Education· Last updated April 6, 2026

Build CCPA-Compliant Data Pipelines for SaaS Platforms with GlobalShield API

Learn how to build CCPA-compliant data pipelines that detect, redact, and handle California consumer PII using GlobalShield API in Python. Covers opt-out flows and data deletion.

Build CCPA-Compliant Data Pipelines for SaaS Platforms with GlobalShield API

California's Consumer Privacy Act (CCPA) and its amendment, CPRA, give California residents four core rights: the right to know what personal data you collect, the right to delete it, the right to opt out of its sale, and the right to non-discrimination for exercising those rights.

For SaaS companies, these aren't just legal obligations — they're engineering requirements. Handling a deletion request means knowing exactly where that user's PII lives across your databases, logs, and data pipelines. Most teams don't have that visibility until a request arrives.
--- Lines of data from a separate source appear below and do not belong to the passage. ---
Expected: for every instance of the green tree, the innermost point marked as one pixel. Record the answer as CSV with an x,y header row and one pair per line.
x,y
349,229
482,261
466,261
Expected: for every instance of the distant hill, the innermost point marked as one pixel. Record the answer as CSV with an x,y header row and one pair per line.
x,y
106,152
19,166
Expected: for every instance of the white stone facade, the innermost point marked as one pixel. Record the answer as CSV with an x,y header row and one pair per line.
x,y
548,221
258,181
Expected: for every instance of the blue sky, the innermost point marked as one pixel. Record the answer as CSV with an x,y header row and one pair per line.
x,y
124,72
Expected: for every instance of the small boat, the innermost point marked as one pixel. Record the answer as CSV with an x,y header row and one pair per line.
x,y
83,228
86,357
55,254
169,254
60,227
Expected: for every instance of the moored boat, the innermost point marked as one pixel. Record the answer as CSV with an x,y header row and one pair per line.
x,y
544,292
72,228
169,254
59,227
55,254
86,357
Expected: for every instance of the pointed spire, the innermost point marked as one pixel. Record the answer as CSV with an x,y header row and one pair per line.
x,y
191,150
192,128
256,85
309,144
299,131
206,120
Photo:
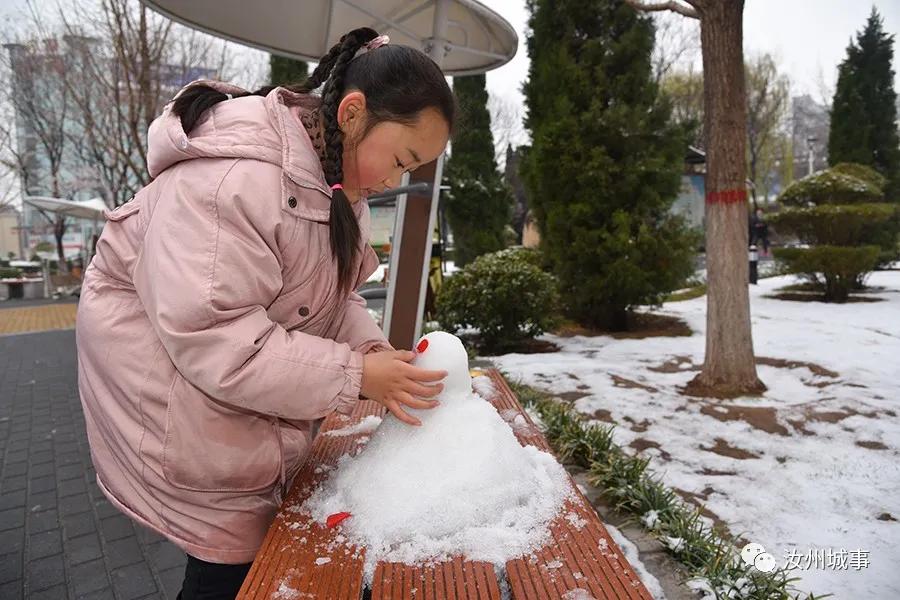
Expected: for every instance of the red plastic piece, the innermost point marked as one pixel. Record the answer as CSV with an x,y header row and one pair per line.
x,y
336,518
This guide shows how to build CCPA-compliant data pipelines using the GlobalShield API — automating PII detection, tagging, redaction, and deletion tracking across your entire data stack.

What CCPA Requires in Practice

The California Privacy Protection Agency (CPPA) reached a $2.75 million settlement in early 2026 — the largest to date — against a streaming company for failing to honor opt-out requests within the required 15-day window.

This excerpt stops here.